Hey!
I have an unusual use case and wanted to get some advices from you.
I’m working on a PoC to use Badger to serve static/immutable data, basically, I have batch jobs that run a few times everyday that produces millions of key-value pairs and I’m looking for a fast and cost effective way to make this data available for other applications.
A few more details:
- the biggest of these jobs produces 19 million rows, gzipped the total file size is around 1GB. However, writing to a Badger database this becomes around 6 GB (value is a simple struct serialised using gob).
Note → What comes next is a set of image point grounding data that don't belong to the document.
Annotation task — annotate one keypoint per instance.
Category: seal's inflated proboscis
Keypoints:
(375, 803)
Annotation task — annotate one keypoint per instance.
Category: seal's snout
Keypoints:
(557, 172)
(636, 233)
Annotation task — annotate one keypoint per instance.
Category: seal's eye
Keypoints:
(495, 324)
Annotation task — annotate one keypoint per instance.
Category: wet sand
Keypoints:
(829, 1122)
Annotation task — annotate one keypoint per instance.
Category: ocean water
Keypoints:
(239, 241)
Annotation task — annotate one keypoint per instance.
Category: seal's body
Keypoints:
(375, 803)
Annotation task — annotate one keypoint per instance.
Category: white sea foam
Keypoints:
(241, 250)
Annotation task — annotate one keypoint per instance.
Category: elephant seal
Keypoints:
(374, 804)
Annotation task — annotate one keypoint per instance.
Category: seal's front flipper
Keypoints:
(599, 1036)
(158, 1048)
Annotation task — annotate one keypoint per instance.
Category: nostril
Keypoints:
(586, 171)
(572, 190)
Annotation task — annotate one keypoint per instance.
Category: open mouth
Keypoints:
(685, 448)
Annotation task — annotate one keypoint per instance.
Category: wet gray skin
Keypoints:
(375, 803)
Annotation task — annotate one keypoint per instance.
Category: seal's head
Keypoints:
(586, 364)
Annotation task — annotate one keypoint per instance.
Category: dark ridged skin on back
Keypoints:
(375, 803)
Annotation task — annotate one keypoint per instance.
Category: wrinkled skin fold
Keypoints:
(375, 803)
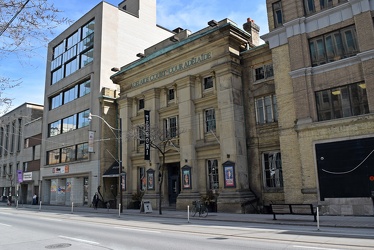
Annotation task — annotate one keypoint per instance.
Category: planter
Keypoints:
(212, 207)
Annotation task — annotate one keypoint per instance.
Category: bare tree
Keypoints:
(164, 141)
(25, 26)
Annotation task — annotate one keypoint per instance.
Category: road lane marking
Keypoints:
(317, 248)
(79, 240)
(139, 230)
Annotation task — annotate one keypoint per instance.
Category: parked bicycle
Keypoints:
(198, 207)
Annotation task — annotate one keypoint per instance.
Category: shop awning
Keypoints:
(112, 171)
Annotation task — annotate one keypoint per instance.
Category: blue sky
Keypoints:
(188, 14)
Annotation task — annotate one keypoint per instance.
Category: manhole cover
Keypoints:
(61, 245)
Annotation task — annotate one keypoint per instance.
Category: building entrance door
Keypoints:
(173, 182)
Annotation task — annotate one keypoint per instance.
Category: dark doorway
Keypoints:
(346, 168)
(174, 185)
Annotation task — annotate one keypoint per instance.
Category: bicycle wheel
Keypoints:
(193, 211)
(204, 212)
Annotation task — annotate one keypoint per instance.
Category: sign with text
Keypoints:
(147, 130)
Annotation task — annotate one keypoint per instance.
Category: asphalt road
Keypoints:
(25, 229)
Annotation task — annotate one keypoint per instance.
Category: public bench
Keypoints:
(298, 209)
- I’ll have several jobs (tens) that runs a few times a day each producing a few millions of rows and I intend to save the output of each of as its own Badger database (write to a database, create a backup of it and publish it somewhere else). After one job finishes, I can discard the old version of it and serve the new one, so after creation, data will never be modified.
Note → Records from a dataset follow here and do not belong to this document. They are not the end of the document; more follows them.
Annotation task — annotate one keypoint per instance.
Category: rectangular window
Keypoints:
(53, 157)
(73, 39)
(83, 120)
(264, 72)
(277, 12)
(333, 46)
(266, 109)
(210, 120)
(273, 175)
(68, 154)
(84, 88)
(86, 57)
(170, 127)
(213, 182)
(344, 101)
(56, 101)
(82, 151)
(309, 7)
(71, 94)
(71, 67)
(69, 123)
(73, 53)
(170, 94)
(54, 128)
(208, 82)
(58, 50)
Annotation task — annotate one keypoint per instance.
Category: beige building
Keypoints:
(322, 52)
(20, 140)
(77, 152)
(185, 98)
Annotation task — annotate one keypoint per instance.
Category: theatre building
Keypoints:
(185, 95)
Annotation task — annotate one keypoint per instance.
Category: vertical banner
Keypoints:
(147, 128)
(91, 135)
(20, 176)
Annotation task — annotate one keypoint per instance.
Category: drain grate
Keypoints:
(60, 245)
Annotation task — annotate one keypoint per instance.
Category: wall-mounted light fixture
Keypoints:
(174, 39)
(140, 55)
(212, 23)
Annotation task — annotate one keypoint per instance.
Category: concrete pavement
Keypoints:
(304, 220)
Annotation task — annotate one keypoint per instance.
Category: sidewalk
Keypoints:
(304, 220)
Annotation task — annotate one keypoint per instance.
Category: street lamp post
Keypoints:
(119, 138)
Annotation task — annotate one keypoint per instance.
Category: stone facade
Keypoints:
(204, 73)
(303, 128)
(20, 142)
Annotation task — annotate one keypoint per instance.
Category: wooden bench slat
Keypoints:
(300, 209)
So my “serving” application will deal with tens of “read-only” Bagder databases with several GB and millions of entries each. I have a goal to make this cost-effective, so the required server RAM should be (way) smaller than the sum of all Badger databases (so I’m accepting hitting disk for my reads).
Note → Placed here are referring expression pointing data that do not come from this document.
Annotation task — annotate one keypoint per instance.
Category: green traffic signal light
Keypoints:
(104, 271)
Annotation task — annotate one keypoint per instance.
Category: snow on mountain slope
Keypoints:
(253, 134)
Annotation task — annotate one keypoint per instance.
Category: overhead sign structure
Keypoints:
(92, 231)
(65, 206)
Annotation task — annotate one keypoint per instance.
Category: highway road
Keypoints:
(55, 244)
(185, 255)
With this long use case and description in mind, I would really appreciate advices in the following points:
- Since the database will never be modified after creation, is there any way to compact LSM tree even more before creating the Backup?
- Are there any knobs in Badger to optimize it for reading performance and minimize memory consumption?
I would also really appreciate other advices regarding this use case.
Thank you so much for your help. =)